ECONOMICS

Dibayangi Tarif Impor, Morgan Stanley dan Goldman Sachs Pangkas Proyeksi Ekonomi AS 2025

Nia Deviyana 08/03/2025 20:30 WIB

Bank investasi itu menurunkan proyeksi pertumbuhan tahun ini menjadi 1,5 persen dari sebelumnya 1,9 persen.

Dibayangi Tarif Impor, Morgan Stanley dan Goldman Sachs Pangkas Proyeksi Ekonomi AS 2025. Foto: MNC Media.

IDXChannel - Morgan Stanley menurunkan perkiraan pertumbuhan ekonomi Amerika Serikat (AS) pada 2025, menimbang berbagai ketidakpastian mulai dari tarif impor hingga kemungkinan inflasi yang lebih tinggi.

Melansir Business Insider, Sabtu (8/3/2025), bank investasi itu menurunkan proyeksi pertumbuhan tahun ini menjadi 1,5 persen dari sebelumnya 1,9 persen. Morgan Stanley juga menurunkan proyeksi pertumbuhan untuk 2026 menjadi 1,2 persen dari 1,3 persen.

"Tarif kemungkinan akan berdampak pada perlambatan pertumbuhan tahun ini, sementara sebelumnya kami memperkirakan dampaknya baru akan terasa, terutama pada 2026," tulis ekonom Morgan Stanley, Michael Gapen, dalam sebuah laporan.

Kebijakan tarif Presiden AS Donald Trump diperkirakan akan meningkatkan inflasi dan memberikan tekanan pada Federal Reserve (The Fed) saat bank sentral berupaya mengendalikan kenaikan harga dalam beberapa bulan mendatang.

Morgan Stanley juga memproyeksi satu kali pemotongan suku bunga sebesar 25 basis poin oleh bank sentral AS tahun ini, yang kemungkinan terjadi pada Juni 2025.

Morgan Stanley juga menyoroti ekspektasi pasar terhadap pemotongan suku bunga tahun ini, dengan mengatakan bahwa tiga kali pemotongan suku bunga pada 2025 menjadi hal yang terlalu optimistis. 

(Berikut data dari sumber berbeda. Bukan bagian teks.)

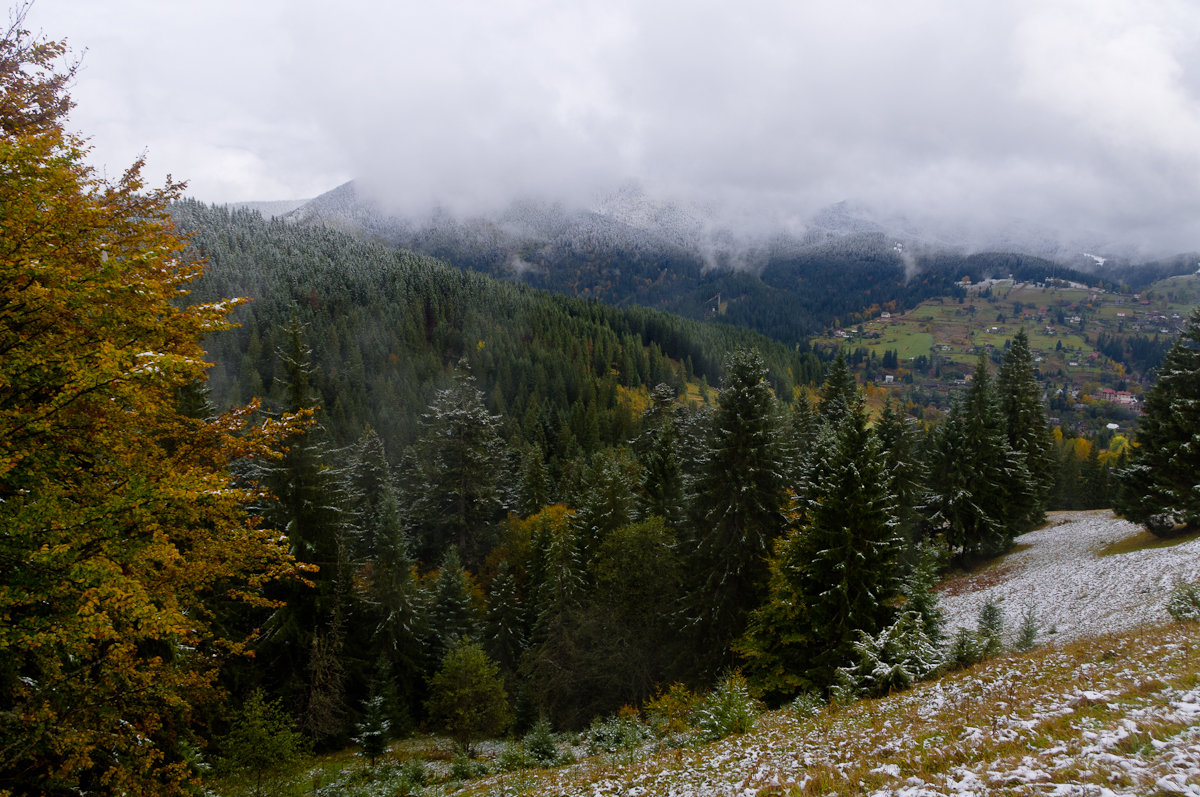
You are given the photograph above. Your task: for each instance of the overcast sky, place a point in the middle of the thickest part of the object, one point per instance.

"Kami pikir pasar pada akhirnya akan mendapatkan pemotongan ini, tetapi jauh lebih lambat dari yang mereka perkirakan," kata Gapen.

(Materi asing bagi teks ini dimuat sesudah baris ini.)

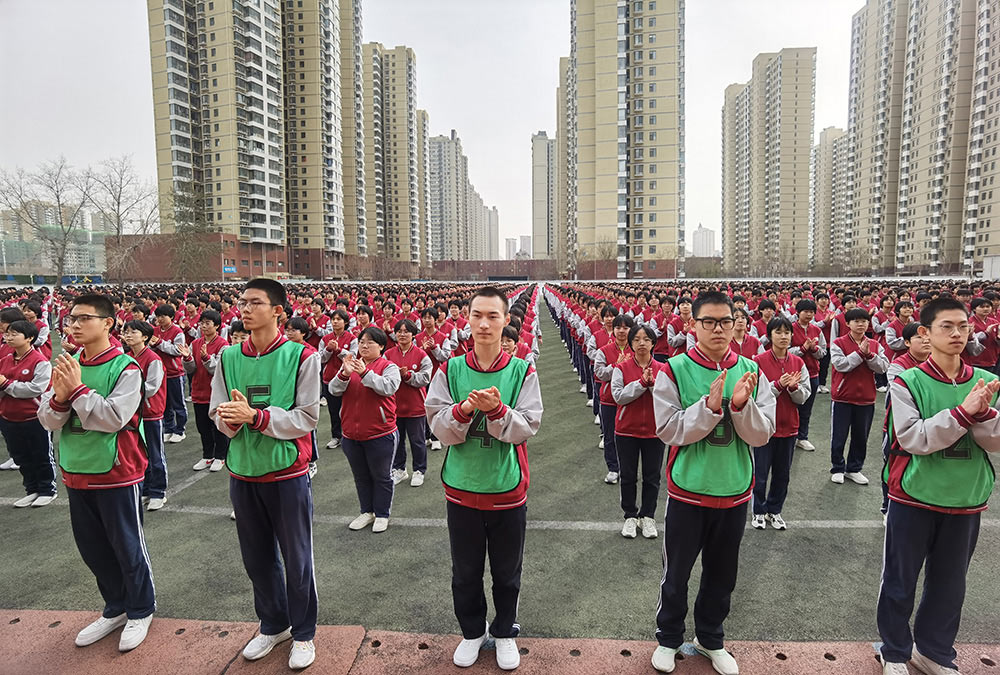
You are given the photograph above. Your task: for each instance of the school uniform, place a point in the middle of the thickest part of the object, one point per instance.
(154, 402)
(940, 480)
(410, 414)
(709, 483)
(29, 443)
(485, 475)
(268, 462)
(853, 394)
(774, 458)
(214, 443)
(103, 460)
(635, 436)
(368, 413)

Morgan Stanley bukan satu-satunya yang menurunkan proyeksi ekonomi AS. Bank investasi Goldman Sachs juga memangkas perkiraan pertumbuhan ekonomi AS untuk 2025, dengan mengutip risiko yang ditimbulkan oleh tarif impor. 

Goldman Sachs menurunkan proyeksi pertumbuhan ekonomi AS menjadi 1,7 persen dari sebelumnya 2,2 persen, serta meningkatkan probabilitas resesi dalam 12 bulan ke depan menjadi 20 persen dari sebelumnya 15 persen.